Chess is often seen as a game of cold logic, but for Vladimir Kramnik, it’s all about beauty. “It’s a kind of creation,” he says. Kramnik’s appreciation for the artistry in the clash of minds on the chessboard helped him dethrone Garry Kasparov in 2000 and hold the title of world champion for several years.
However, Kramnik, who retired from competitive chess recently, believes that the game has lost some of its creativity. He partly attributes this to computers, whose precise calculations have led to a vast repository of openings and defenses that elite players memorize. “At the highest level, half of the game—sometimes an entire game—is played from memory,” he notes. “You’re not even playing your own preparation; you’re playing your computer’s preparation.”

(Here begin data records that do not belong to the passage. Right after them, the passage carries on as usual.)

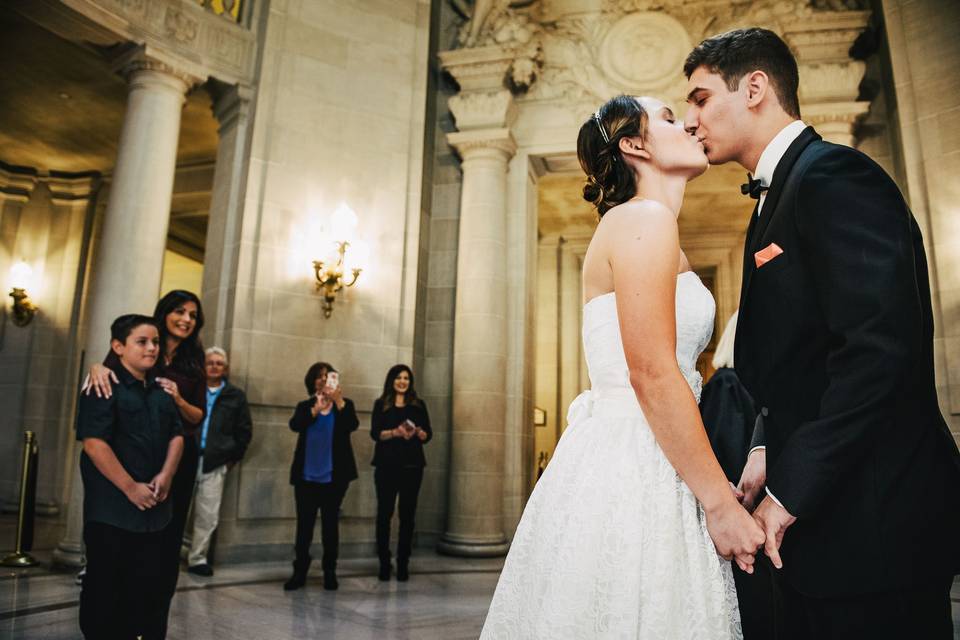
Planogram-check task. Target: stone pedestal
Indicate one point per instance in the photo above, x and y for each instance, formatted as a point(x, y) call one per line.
point(128, 257)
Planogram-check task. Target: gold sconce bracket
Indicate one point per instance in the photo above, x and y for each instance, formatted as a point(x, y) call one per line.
point(23, 308)
point(330, 278)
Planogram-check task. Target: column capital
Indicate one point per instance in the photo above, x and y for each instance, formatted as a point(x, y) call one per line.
point(474, 143)
point(72, 189)
point(16, 183)
point(229, 102)
point(483, 109)
point(178, 75)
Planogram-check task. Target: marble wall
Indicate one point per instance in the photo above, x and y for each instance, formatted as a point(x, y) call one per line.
point(924, 45)
point(337, 117)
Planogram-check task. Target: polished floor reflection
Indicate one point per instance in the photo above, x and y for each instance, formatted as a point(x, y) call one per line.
point(445, 599)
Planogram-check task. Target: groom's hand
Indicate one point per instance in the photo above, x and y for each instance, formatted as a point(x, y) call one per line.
point(753, 478)
point(774, 520)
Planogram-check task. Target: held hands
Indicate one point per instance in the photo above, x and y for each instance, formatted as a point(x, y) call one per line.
point(98, 381)
point(142, 496)
point(735, 533)
point(774, 520)
point(753, 478)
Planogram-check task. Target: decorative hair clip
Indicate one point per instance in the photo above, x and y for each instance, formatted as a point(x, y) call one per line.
point(603, 132)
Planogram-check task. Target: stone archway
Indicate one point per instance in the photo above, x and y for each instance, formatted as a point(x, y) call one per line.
point(529, 73)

In 2020, Kramnik proposed ideas to bring more human creativity back to chess, with the help of an unexpected ally—the world’s most powerful chess computer. He partnered with DeepMind, an AI research lab, to explore new chess variants using their advanced software, AlphaZero.
In 2017, AlphaZero demonstrated its prowess by teaching itself to defeat the best computer players in chess, Go, and shogi. Kramnik believes its insights reveal exciting new possibilities for chess, provided players are open to minor rule changes.
The project highlighted a new way for chess players and machines to collaborate. “Chess engines were initially designed to defeat humans,” says DeepMind researcher Nenad Tomašev. “Now we see systems like AlphaZero being used for creative exploration alongside humans.”
For around 1,500 years, chess has evolved with various rule changes. About 500 years ago, the game became more dynamic when European players transformed a slow-moving piece into the powerful queen. In 1996, Bobby Fischer introduced Fischer Random Chess (Chess960), which randomizes the starting positions of the powerful pieces to reduce rote memorization and encourage creativity. This variant now has its own tournaments.
DeepMind and Kramnik used AlphaZero to test nine chess variants, including no-castling chess and torpedo chess. No-castling chess, which had its first tournament in January 2020, eliminates the castling move, leading to new strategic patterns. Torpedo chess allows pawns to move up to two squares at any time, altering the value of pieces and the game’s dynamics.
AlphaZero’s experiments produced intriguing results. For instance, no-castling chess resulted in fewer draws compared to traditional chess. The project’s findings weren’t just about numbers but also about the aesthetic enjoyment of the game. Kramnik found beauty in AlphaZero’s adaptation to new rules, particularly in self-capture chess, where players can capture their own pieces, offering new tactical opportunities.
Kramnik hopes that AlphaZero’s exploration will inspire players to try these new variants. “It is our gift to the world of chess,” he says. Chess’s popularity surged during the pandemic, with many seeking intellectual challenges. Interest in Chess960 has also grown, indicating a readiness for new types of play. A Chess960 tournament featuring world No.1 Magnus Carlsen and former champion Kasparov shows this trend.
DeepMind’s work might also encourage more creative use of computers in chess, moving beyond simply making machines unbeatable. “We can focus on chess as an art,” says Eli David, a researcher who develops AI-powered chess engines. One project in his lab aims to create software that mimics the style of specific players, allowing insights into how past and present grandmasters might handle particular situations.
Kramnik’s experience demonstrates that collaborating with machines can enhance both the technical and emotional aspects of chess. “After three moves, you don’t know what to do,” he says. “It’s a nice feeling, like you’re a child again.”